Still catching ’em all: why the Pokémon World Championships are bigger than ever

The Commodore 64 at 40: back to the future of video games

Pentiment, the 16th-century murder mystery that looks like a playable tapestry

How Capcom aims to reinvent Street Fighter after 35 years

Question block

Reader Maisie is looking for a recommendation: I really enjoyed Disco Elysium: I liked the atmosphere, the length (17 hours), and the game mechanics. What should I play next?

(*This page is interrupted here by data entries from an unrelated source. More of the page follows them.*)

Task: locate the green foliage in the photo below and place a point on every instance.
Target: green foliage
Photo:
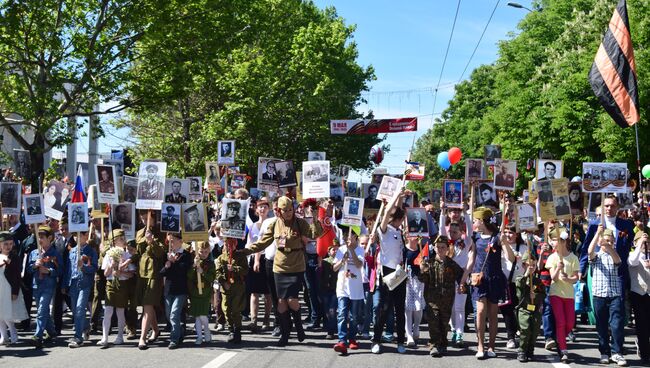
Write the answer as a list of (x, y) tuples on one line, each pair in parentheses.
[(536, 96)]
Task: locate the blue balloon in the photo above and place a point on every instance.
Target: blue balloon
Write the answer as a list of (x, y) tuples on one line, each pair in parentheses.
[(443, 160)]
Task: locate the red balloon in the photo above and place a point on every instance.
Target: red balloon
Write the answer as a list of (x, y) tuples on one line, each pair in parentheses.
[(454, 155)]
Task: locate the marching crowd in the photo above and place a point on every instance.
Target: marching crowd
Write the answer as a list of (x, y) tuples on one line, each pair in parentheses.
[(374, 283)]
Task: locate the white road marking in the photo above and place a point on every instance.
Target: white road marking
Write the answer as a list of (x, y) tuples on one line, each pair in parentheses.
[(220, 360)]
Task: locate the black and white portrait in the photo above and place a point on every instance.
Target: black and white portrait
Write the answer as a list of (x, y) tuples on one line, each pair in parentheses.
[(549, 169), (10, 197), (417, 221), (226, 152), (170, 218), (177, 190)]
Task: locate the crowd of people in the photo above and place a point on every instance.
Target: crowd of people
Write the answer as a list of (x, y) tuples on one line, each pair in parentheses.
[(374, 283)]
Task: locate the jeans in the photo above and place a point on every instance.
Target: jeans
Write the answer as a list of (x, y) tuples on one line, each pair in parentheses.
[(311, 277), (43, 297), (609, 316), (174, 306), (347, 315), (79, 305), (329, 304)]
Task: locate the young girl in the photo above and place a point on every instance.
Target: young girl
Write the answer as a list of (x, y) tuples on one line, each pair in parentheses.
[(200, 303), (12, 306), (563, 266)]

I bounced right off Disco Elysium – it’s something to do with the tone of the writing – but I love plenty of games with a similar cerebral mood. Here are some of them: Return of the Obra Dinn, a mystery game set on a boat; Sunless Sea and Sunless Skies, two literary exploration games; The Forgotten City, a Roman time-capsule with great characters and dialogue; and of course Planescape Torment, the solid-gold classic computer RPG. Its more modern sequel Pillars of Eternity is good, too. And if you’re into fantasy, Divinity: Original Sin and its sequel are, like Disco Elysium, pleasingly malleable when it comes to how your character’s abilities and your choices affect the way that things play out in the world.